Nancy Clotfelter lived across the street from me when we were little girls. Her May birthday made her a month older than me, a big deal when you’re five or six years old. Nancy and I lived with our grandparents in Coffeen, Illinois. Her folks ran the grocery store until her dad died when she was about six. I didn’t have a dad for all practical purposes – a common bond.
We played together nearly every day. I can picture her blond hair, blue eyes and turned up nose, even though I don’t have a single photograph of her. She was perpetually cheerful– always smiling, never complaining. Most kids don’t really have much to complain about, but Nancy did. Both of her legs had been amputated above the knee because of a birth defect. At least that’s what I think happened. As I child, I wasn’t too concerned about the details. As an adult, I concluded her disfigured legs were amputated so she could be fitted with prostheses. I used to watch in fascination as she sat on the bed and strapped on her bulky, unwieldy legs. Dragging those heavy legs around all day must have worn her out – but they didn’t slow her down.

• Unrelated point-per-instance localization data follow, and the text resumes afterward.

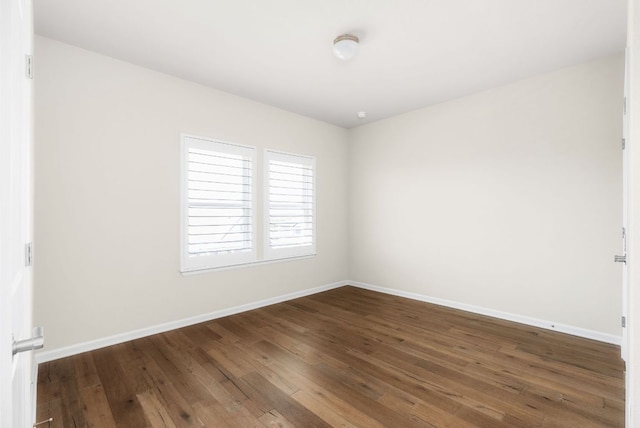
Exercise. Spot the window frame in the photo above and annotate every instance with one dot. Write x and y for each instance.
(269, 252)
(213, 261)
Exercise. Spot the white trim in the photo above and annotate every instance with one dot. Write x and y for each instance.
(45, 356)
(67, 351)
(256, 263)
(535, 322)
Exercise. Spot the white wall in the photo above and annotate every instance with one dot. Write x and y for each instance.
(507, 200)
(107, 196)
(633, 298)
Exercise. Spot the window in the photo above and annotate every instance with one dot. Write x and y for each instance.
(218, 204)
(289, 205)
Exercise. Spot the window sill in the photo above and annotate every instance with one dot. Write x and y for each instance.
(196, 271)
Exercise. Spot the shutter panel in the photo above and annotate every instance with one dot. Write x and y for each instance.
(219, 199)
(290, 205)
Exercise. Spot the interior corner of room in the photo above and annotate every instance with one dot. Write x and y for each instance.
(504, 201)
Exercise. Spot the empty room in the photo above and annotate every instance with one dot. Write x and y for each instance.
(380, 213)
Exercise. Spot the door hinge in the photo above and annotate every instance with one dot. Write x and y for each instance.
(28, 254)
(29, 66)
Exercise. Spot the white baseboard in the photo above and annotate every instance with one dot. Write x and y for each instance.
(54, 354)
(535, 322)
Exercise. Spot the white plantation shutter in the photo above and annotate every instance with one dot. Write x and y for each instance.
(218, 204)
(289, 205)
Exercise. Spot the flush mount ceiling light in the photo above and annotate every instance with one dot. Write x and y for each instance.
(345, 46)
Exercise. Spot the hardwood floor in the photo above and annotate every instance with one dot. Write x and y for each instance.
(346, 357)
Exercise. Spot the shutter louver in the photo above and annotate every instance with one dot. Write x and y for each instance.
(219, 212)
(291, 222)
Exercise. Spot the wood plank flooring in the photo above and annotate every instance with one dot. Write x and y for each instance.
(343, 358)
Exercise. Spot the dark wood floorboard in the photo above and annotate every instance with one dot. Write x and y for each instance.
(346, 357)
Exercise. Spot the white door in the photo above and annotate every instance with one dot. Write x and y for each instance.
(16, 389)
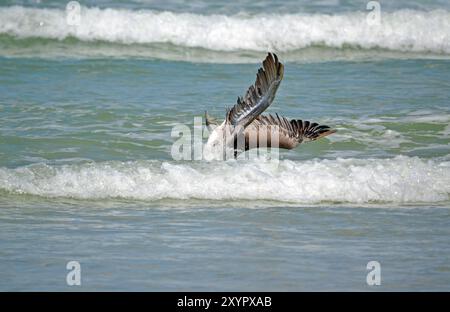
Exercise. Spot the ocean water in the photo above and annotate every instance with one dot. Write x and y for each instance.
(86, 171)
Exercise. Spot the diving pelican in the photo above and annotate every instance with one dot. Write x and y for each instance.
(245, 127)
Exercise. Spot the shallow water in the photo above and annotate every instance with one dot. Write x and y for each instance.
(86, 171)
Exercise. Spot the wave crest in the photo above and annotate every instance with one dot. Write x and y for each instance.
(397, 180)
(404, 30)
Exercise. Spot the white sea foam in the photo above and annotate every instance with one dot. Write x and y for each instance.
(397, 180)
(404, 30)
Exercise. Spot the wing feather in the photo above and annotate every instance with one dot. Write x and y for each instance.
(258, 96)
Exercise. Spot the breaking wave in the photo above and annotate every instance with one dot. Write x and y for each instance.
(397, 180)
(403, 30)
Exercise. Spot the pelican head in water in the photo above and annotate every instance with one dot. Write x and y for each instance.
(245, 124)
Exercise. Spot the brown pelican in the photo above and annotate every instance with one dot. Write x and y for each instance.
(245, 127)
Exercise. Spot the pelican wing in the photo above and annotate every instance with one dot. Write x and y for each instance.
(260, 95)
(290, 132)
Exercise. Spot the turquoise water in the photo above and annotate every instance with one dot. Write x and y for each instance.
(86, 172)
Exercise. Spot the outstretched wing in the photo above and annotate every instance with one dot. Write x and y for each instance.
(260, 95)
(290, 132)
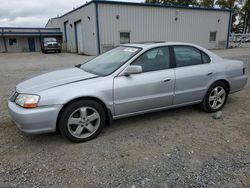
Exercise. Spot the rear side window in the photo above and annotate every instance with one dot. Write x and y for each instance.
(205, 58)
(154, 59)
(187, 56)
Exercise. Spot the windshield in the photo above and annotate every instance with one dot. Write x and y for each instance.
(49, 39)
(110, 61)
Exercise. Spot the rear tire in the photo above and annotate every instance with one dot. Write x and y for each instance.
(82, 120)
(215, 98)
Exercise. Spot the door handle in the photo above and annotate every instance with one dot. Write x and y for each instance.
(166, 80)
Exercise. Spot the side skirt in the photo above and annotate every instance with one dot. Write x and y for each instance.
(155, 110)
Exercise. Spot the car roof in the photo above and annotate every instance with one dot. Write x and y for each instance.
(152, 44)
(149, 45)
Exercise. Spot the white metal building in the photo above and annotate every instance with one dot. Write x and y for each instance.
(100, 25)
(25, 39)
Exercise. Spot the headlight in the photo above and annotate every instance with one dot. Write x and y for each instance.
(27, 101)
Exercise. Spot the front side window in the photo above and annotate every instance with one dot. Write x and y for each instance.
(212, 37)
(154, 59)
(49, 39)
(110, 61)
(186, 56)
(124, 37)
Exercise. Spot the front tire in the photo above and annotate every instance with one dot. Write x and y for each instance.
(216, 97)
(82, 120)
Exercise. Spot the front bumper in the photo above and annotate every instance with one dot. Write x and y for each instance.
(36, 120)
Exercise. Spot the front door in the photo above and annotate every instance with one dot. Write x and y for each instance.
(151, 89)
(32, 46)
(194, 71)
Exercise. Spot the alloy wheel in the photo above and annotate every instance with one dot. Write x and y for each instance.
(83, 122)
(217, 97)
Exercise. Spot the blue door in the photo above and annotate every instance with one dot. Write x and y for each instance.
(32, 46)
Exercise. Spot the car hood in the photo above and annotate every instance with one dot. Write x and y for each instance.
(53, 79)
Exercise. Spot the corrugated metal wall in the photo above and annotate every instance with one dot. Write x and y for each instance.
(88, 25)
(2, 49)
(157, 24)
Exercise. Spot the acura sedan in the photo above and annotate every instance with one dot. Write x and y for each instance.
(128, 80)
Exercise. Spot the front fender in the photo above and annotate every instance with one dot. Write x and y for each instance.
(100, 88)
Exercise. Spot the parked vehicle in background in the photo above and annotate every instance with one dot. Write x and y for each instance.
(128, 80)
(50, 44)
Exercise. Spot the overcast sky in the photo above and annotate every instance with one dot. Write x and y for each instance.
(35, 13)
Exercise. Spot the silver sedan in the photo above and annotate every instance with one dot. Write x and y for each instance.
(125, 81)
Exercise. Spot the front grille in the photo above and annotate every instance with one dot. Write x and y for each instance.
(13, 97)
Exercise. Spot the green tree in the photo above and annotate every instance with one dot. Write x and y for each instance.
(244, 23)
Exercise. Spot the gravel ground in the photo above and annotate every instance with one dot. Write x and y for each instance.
(184, 147)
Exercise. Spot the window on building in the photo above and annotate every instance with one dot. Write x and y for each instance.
(186, 56)
(12, 42)
(124, 37)
(155, 59)
(212, 36)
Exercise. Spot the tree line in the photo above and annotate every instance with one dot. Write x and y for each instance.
(240, 10)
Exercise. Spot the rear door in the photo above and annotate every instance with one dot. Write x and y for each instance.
(194, 70)
(151, 89)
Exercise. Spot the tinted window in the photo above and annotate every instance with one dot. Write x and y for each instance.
(154, 59)
(186, 56)
(124, 37)
(205, 58)
(110, 61)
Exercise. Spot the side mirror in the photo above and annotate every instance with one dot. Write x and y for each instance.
(132, 69)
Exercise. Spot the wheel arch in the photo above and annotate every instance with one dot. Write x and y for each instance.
(108, 113)
(223, 81)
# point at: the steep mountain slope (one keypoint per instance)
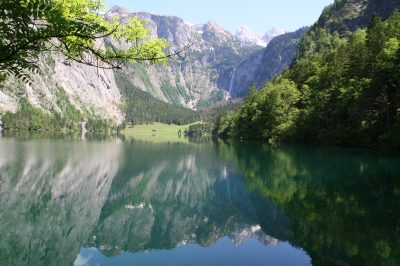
(265, 64)
(217, 66)
(91, 91)
(341, 19)
(247, 36)
(204, 76)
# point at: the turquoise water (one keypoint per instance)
(108, 200)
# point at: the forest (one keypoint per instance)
(338, 91)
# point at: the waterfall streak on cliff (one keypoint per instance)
(231, 84)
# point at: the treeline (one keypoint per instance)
(103, 125)
(142, 108)
(198, 129)
(348, 93)
(31, 118)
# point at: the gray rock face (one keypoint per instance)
(204, 76)
(92, 91)
(248, 37)
(217, 66)
(262, 66)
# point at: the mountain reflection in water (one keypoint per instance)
(107, 200)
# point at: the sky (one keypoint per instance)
(259, 15)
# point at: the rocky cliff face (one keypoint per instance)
(204, 76)
(92, 91)
(263, 65)
(217, 66)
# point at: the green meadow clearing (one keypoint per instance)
(157, 132)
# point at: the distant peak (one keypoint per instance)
(118, 11)
(215, 25)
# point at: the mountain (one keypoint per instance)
(217, 66)
(60, 85)
(272, 33)
(248, 37)
(342, 18)
(203, 77)
(262, 66)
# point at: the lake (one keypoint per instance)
(73, 199)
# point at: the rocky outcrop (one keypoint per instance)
(90, 90)
(248, 37)
(262, 66)
(204, 76)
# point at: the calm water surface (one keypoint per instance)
(109, 200)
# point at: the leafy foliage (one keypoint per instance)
(72, 28)
(141, 107)
(345, 92)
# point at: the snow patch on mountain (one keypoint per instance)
(248, 37)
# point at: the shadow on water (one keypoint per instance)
(124, 196)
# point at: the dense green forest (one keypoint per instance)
(338, 91)
(141, 107)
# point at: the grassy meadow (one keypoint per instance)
(157, 132)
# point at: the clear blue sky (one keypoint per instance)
(259, 15)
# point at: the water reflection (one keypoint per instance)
(175, 195)
(51, 195)
(103, 199)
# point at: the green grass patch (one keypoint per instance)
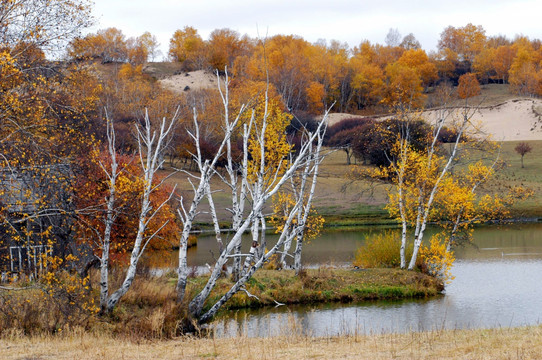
(326, 285)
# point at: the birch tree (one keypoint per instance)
(253, 182)
(150, 144)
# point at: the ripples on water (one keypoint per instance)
(497, 284)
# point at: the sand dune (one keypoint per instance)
(514, 120)
(193, 80)
(519, 119)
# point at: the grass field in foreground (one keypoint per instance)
(515, 343)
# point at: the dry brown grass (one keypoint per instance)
(516, 343)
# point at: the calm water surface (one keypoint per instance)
(497, 284)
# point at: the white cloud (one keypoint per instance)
(344, 20)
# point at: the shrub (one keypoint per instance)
(437, 261)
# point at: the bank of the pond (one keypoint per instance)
(516, 343)
(270, 287)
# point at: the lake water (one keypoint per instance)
(497, 284)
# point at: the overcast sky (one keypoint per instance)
(344, 20)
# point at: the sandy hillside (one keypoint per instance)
(510, 121)
(513, 120)
(193, 80)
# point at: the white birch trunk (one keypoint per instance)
(154, 146)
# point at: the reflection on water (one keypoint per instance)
(496, 285)
(497, 293)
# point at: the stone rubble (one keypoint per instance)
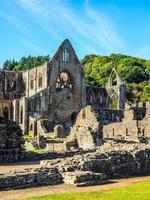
(11, 142)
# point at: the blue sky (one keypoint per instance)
(37, 27)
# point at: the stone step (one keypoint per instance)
(84, 178)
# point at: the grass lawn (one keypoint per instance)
(140, 191)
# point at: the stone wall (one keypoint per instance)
(112, 159)
(30, 178)
(11, 143)
(87, 131)
(130, 128)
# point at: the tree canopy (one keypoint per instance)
(25, 63)
(134, 71)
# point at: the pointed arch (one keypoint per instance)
(64, 80)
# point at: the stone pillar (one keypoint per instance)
(16, 110)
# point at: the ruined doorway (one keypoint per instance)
(73, 117)
(6, 113)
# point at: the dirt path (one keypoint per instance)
(24, 193)
(4, 168)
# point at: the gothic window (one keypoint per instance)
(83, 114)
(6, 112)
(1, 86)
(40, 80)
(32, 83)
(64, 81)
(99, 99)
(21, 115)
(65, 56)
(114, 79)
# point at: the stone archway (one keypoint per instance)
(6, 112)
(73, 117)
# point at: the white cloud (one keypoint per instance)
(33, 47)
(92, 31)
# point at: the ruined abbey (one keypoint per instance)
(89, 134)
(52, 98)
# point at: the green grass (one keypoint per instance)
(36, 150)
(56, 139)
(27, 137)
(140, 191)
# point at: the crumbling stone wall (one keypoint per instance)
(131, 128)
(87, 131)
(11, 142)
(29, 178)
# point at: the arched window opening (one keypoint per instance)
(91, 99)
(21, 115)
(40, 81)
(64, 81)
(114, 79)
(65, 56)
(32, 83)
(127, 132)
(73, 117)
(31, 127)
(6, 112)
(99, 99)
(12, 111)
(83, 114)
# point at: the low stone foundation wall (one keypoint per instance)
(108, 161)
(56, 147)
(30, 178)
(113, 160)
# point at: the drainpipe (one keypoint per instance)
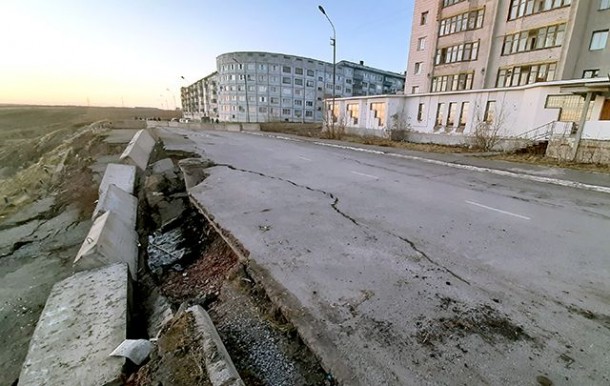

Nancy had no trouble keeping up with me as I rode my tricycle down the street. She loped along behind, blond hair flying, with a big smile on her face. I picture us from the perspective of someone watching from across the street rather than someone who was peddling the tricycle. Nancy’s summer wardrobe consisted of little ruffled midriff tops and cotton slacks. She wore wide-legged pants to hide her legs when other little girls wore sundresses.
I moved away from Coffeen when I was seven, after my mother remarried. I saw her occasionally after that, and then her mother remarried and they moved to the Chicago suburbs. We were 12 when we last got together. It was an awkward meeting. Several years had passed since we’d seen each other, but we eased back into a familiar groove and hugged when we said good-bye.
A commuter train killed Nancy when she was 20. Her legs buckled as she crossed the railroad tracks. A young father and businessman came to her rescue, but he was also killed. They were no match for the 60-mile-an-hour train. The yellowed newspaper account holds a special place in my scrapbook.
Even though she was only 20, Nancy was on her second marriage. She didn’t let any grass grow under her artificial feet. She drove a car with hand controls. She was a fast mover, but she was not fast enough to escape the train. I shudder to think what her last moments must have been like.
I wonder if I’ll see her again someday–and if we’ll pick up where we left off.
Frank Sinatra nailed it when he recorded a song about his daughter, Nancy: “No angel could replace Nancy, with the laughing face.”